2. Working with Lists

  • What is a list in R?
    • A list is a flexible data structure that can store objects of different types, including vectors, data frames, and other lists.
  • How to create a list:
    • Use the list() function to create a list that holds various elements.
  • Example: Creating a list with different data types:
my_list <- list(
  name = "Alice",
  age = 25,
  salary = 50000,
  skills = c("R", "Python", "SQL")
)
  • Accessing elements in a list:
    • Use double square brackets [[ ]] or the $ operator to access elements in a list.
  • Example: Accessing the name element:
my_list$name
[1] "Alice"
  • Example: Accessing the skills vector:
my_list$skills
[1] "R"      "Python" "SQL"   
  • Modifying elements in a list:
    • You can modify existing elements by assigning new values.
  • Example: Changing the salary element:
my_list$salary <- 60000

3. Using Formulas in R

  • What is a formula?
    • A formula in R is used to express relationships between variables, especially in statistical modeling.
    • The general syntax for a formula is y ~ x, where y is the dependent variable and x is the independent variable.
  • Example: Creating a simple formula:
# A formula for predicting mpg using cyl and disp
formula <- mpg ~ cyl + disp  
  • Formulas in regression analysis:
    • Formulas are widely used in regression analysis to specify models.
  • Example: Using a formula in a linear regression:
model <- lm(mpg ~ cyl + disp, data = mtcars)
summary(model)  # View the summary of the regression model

Call:
lm(formula = mpg ~ cyl + disp, data = mtcars)

Residuals:
    Min      1Q  Median      3Q     Max 
-4.4213 -2.1722 -0.6362  1.1899  7.0516 

Coefficients:
            Estimate Std. Error t value Pr(>|t|)    
(Intercept) 34.66099    2.54700  13.609 4.02e-14 ***
cyl         -1.58728    0.71184  -2.230   0.0337 *  
disp        -0.02058    0.01026  -2.007   0.0542 .  
---
Signif. codes:  0 '***' 0.001 '**' 0.01 '*' 0.05 '.' 0.1 ' ' 1

Residual standard error: 3.055 on 29 degrees of freedom
Multiple R-squared:  0.7596,    Adjusted R-squared:  0.743 
F-statistic: 45.81 on 2 and 29 DF,  p-value: 1.058e-09
  • Explanation:
    • The formula mpg ~ cyl + disp tells R to model mpg (miles per gallon) as a function of cyl (cylinders) and disp (displacement).
    • The lm() function fits a linear model, and summary() provides the model’s details.
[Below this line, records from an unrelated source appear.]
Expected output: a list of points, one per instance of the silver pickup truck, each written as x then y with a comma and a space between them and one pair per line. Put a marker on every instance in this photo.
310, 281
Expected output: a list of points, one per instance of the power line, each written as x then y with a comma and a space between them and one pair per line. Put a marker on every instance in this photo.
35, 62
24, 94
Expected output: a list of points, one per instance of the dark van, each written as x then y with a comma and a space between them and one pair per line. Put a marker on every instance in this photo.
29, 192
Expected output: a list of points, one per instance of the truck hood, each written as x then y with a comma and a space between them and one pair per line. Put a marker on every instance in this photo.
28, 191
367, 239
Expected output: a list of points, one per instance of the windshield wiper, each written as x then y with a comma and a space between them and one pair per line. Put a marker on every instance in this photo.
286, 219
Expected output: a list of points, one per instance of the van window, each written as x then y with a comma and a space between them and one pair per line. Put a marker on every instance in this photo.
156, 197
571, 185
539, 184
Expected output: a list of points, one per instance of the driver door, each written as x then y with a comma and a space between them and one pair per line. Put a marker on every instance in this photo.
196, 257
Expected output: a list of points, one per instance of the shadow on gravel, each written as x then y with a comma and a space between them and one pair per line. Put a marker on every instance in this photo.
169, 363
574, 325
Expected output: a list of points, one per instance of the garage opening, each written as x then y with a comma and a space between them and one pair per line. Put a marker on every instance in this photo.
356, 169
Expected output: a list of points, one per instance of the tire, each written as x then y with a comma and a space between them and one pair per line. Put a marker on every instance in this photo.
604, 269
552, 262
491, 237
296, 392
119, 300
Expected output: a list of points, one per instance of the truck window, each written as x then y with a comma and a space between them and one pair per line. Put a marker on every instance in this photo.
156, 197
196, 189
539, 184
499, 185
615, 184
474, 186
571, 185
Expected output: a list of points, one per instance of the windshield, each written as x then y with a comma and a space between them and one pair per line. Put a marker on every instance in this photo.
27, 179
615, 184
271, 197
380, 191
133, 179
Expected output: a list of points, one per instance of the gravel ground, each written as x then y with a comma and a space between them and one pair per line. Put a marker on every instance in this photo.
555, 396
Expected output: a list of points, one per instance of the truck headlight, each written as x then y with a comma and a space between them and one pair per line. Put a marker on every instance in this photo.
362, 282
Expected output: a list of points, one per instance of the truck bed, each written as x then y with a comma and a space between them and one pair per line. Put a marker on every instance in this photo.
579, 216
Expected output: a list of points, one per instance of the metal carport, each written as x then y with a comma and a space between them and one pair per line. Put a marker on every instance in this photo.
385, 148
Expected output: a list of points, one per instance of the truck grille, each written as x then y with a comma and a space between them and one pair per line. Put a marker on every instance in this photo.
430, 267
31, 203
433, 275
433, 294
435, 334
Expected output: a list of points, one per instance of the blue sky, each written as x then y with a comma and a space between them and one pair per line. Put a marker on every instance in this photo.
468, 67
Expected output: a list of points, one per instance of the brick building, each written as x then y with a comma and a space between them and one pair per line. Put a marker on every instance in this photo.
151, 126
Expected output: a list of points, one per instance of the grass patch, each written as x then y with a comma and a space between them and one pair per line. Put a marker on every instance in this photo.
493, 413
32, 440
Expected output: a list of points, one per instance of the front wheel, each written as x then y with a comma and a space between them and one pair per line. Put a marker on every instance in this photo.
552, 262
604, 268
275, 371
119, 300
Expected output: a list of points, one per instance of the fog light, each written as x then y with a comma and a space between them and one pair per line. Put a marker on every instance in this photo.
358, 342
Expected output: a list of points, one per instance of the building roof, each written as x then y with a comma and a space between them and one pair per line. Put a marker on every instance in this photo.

4. Combining Data Frames, Lists, and Formulas

  • Lists of data frames:
    • You can store multiple data frames in a list and use formulas to perform statistical analysis on each one.
  • Example: Creating a list of data frames and applying a formula:
df1 <- data.frame(name = c("Alice", "Bob"), age = c(25, 30))
df2 <- data.frame(name = c("Charlie", "David"), age = c(35, 40))
data_list <- list(df1, df2)

# Applying a simple operation to one of the data frames
mean_age_df1 <- mean(data_list[[1]]$age)
  • Using formulas with data in lists:
    • You can apply formulas to perform calculations or modeling on data stored in lists.
  • Example: Applying a formula to a data frame in a list:
model_df1 <- lm(age ~ name, data = data_list[[1]])

Key Takeaways

  • Data frames allow you to load, store, and manipulate tabular data in R.
  • Lists are flexible and can store a variety of data types, making them useful for managing complex datasets.
  • Formulas are essential for statistical analysis and are commonly used in models like regression.

Looking Forward

  • In the next lecture, we’ll dive into programming in R, focusing on writing scripts, using loops and conditional statements, and writing custom functions to solve more advanced problems.